With Twitter and Facebook blocked in China, the stream of information from Chinese domestic social media provides a case study of social media behavior under the influence of active censorship. While much work has looked at efforts to prevent access to information in China (including IP blocking of foreign Web sites or search engine filtering), we present here the first large–scale analysis of political content censorship in social media, i.e., the active deletion of messages published by individuals.
In a statistical analysis of 56 million messages (212,583 of which have been deleted out of 1.3 million checked, more than 16 percent) from the domestic Chinese microblog site Sina Weibo, and 11 million Chinese–language messages from Twitter, we uncover a set a politically sensitive terms whose presence in a message leads to anomalously higher rates of deletion. We also note that the rate of message deletion is not uniform throughout the country, with messages originating in the outlying provinces of Tibet and Qinghai exhibiting much higher deletion rates than those from eastern areas like Beijing.

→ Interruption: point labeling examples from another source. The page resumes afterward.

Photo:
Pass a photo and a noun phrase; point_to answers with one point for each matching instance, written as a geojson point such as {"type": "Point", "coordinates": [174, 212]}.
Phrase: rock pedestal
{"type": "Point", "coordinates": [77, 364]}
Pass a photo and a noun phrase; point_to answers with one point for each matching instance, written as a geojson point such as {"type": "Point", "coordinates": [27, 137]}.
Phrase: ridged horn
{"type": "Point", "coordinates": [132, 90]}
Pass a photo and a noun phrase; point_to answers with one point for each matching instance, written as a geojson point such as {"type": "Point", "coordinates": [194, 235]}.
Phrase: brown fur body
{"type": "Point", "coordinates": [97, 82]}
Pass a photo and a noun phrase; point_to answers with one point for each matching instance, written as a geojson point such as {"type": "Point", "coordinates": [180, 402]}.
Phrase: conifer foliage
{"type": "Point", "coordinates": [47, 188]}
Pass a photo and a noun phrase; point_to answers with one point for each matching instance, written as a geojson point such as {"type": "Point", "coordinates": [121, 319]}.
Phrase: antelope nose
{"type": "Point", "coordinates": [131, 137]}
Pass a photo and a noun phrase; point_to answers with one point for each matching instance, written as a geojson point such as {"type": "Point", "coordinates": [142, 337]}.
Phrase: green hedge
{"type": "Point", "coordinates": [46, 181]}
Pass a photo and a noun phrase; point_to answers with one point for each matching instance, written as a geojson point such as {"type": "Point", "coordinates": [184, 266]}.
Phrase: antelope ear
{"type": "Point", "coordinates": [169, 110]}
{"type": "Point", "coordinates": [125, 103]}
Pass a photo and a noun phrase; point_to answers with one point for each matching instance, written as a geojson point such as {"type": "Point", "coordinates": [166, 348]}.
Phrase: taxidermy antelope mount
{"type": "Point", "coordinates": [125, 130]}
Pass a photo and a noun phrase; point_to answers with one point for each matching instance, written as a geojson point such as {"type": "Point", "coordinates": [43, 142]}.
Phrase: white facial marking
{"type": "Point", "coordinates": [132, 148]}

1. Introduction 2. Internet censorship in China 3. Microblogs 4. Message deletion 5. Twitter vs. Sina comparison 6. Search blocking 7. Deletion rates of politically sensitive terms 8. Geographic distribution 9. Conclusion
Much research on Internet censorship has focused on only one of its aspects: IP and DNS filtering within censored countries of Web sites beyond their jurisdiction, such as the so–called “Great Firewall of China” (GFW) that prevents Chinese residents from accessing foreign Web sites such as Google and Facebook (FLOSS, 2011; OpenNet Initiative, 2009; Roberts, et al., 2009), or Egypt’s temporary blocking of social media Web sites such as Twitter during its protests in early 2011.
Censorship of this sort is by definition designed to be complete, in that it aims to prevent all access to such resources. In contrast, a more relaxed “soft” censorship allows access, but polices content. Facebook, for example, removes content that is “hateful, threatening, or pornographic; incites violence; or contains nudity or graphic or gratuitous violence” (Facebook, 2011). Aside from their own internal policies, social media organizations are also governed by the laws of the country in which they operate. In the United States, these include censoring the display of child pornography, libel, and media that infringe on copyright or other intellectual property rights; in China this extends to forms of political expression as well.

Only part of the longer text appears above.